California's program had strict limitations -- a $75,000 annual maximum on health claim payouts, with a $750,000 lifetime maximum.
People with hemophilia would often exceed the lifetime maximum and not be able to get further coverage, said Cheryl Fish-Parcham, private insurance program director for the advocacy group Families USA.
Around the country, rules about benefits and who could qualify for the high-risk pools varied, Fish-Parcham said. In some states, enrollees couldn't obtain coverage for a certain amount of time for some health conditions if they had been previously uninsured. Not all states had waiting lists.
California's Senate Health Committee chair, Ed Hernandez (D-West Covina), who helped create the state's legislative framework for Obamacare, said high-risk pools are neither efficient nor humane.
"Why would you go back to a system that discriminates against patients?" he said.
Any bill to expand California's high-risk pool would have to go through his committee and he wouldn't support it, Hernandez said.
President-elect Donald Trump's transition website said his administration "will work with both Congress and the States to re-establish high-risk pools." It's not clear how much authority states would have in implementing -- or rejecting -- such a change.
Congressional Republicans hope to pump life back into state high-risk pools with $25 billion in federal money. U.S. House Speaker Paul Ryan proposes that premiums in state programs be capped and wait-lists be "prohibited."
Dean Clancy, a former Republican health policy analyst for President George W. Bush, acknowledges the programs have struggled in the past but says if revived with the funding proposed by Speaker Ryan, they would be more viable.
"The ideal health insurance market would be based on medical risk," Clancy said.

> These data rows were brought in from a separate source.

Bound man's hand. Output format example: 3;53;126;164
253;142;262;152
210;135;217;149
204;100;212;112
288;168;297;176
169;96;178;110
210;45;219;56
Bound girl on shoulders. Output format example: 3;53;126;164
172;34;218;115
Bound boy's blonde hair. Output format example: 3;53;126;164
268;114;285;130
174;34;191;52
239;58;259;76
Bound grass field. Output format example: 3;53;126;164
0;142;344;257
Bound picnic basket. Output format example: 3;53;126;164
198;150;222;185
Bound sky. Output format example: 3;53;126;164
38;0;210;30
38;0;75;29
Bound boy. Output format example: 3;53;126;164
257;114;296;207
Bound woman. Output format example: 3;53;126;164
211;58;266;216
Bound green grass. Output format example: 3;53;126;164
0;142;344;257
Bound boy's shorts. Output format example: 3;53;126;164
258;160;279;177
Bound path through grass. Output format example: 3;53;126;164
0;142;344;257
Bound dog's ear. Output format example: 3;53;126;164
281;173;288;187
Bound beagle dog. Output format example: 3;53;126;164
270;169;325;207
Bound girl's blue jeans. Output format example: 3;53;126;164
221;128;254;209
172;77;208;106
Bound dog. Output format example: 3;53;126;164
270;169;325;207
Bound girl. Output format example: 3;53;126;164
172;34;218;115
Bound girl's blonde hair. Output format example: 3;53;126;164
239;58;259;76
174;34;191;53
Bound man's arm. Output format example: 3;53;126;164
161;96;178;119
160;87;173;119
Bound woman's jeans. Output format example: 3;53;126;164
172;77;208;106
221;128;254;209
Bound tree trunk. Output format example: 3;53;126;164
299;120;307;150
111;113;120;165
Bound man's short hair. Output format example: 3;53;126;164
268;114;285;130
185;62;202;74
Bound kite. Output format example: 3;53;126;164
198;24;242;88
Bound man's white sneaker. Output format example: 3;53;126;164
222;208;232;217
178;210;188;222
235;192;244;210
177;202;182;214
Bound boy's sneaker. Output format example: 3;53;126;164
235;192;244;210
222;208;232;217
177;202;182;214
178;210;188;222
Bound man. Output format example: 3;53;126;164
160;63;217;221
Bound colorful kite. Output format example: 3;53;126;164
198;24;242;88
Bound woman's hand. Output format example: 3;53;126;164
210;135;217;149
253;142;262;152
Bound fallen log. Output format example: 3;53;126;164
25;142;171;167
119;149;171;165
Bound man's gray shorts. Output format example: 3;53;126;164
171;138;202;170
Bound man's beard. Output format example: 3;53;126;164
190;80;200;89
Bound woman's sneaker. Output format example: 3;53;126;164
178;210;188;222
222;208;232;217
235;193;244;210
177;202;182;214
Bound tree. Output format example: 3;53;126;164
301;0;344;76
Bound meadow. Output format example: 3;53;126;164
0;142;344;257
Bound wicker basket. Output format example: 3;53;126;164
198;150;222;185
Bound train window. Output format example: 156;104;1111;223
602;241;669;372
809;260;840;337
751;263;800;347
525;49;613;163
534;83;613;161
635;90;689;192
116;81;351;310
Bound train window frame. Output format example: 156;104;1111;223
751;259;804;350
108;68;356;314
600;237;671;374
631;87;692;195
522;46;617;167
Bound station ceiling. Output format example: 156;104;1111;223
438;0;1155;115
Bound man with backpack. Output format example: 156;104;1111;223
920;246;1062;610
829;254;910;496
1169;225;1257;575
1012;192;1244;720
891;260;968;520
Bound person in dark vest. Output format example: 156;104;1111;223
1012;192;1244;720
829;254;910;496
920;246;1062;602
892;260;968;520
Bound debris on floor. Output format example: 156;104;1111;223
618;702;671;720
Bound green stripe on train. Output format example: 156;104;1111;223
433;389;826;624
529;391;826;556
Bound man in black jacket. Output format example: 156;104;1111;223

He explained that in an ideal system, people would pay according to the likelihood their health status would create costs for the insurers. Using government funds to help cover a small proportion of uninsurable people, Clancy said, "leaves the rest of the market free to operate according to normal insurance principles."
High-risk pools are a form of charity, said Clancy, and he doesn't see them as discriminatory.
"Is welfare discriminating against people with low incomes? High-risk pools are trying to help people, not hurt them," said Clancy.
Patients offer mixed reviews of the high-risk pools.
"It was very limited," said Svonkin about the number of health plans he could choose from. "But I felt lucky to have insurance."
Linda Carmi of Palm Desert, who was unemployed after recovering from breast cancer in the early 1990s, also said she felt lucky to get any coverage at all.
"I thought it was really a great find," said Carmi, 65, a now-retired ultrasound technician who is covered by Medicare. She noted that coverage in the high-risk pool was "decent" but expensive. Her husband's income helped pay for it.
"It worked well at the time, because I made it work," she said. But Carmi added that she was always "very, very careful" not to exceed the lifetime limit on benefits.
But until all politicians are subject to the health care system people like her have experienced for the past 25 years, Carmi said, "I don't see a solution coming from Washington."
This story was produced by Kaiser Health News, which publishes California Healthline, an editorially independent service of the California Health Care Foundation.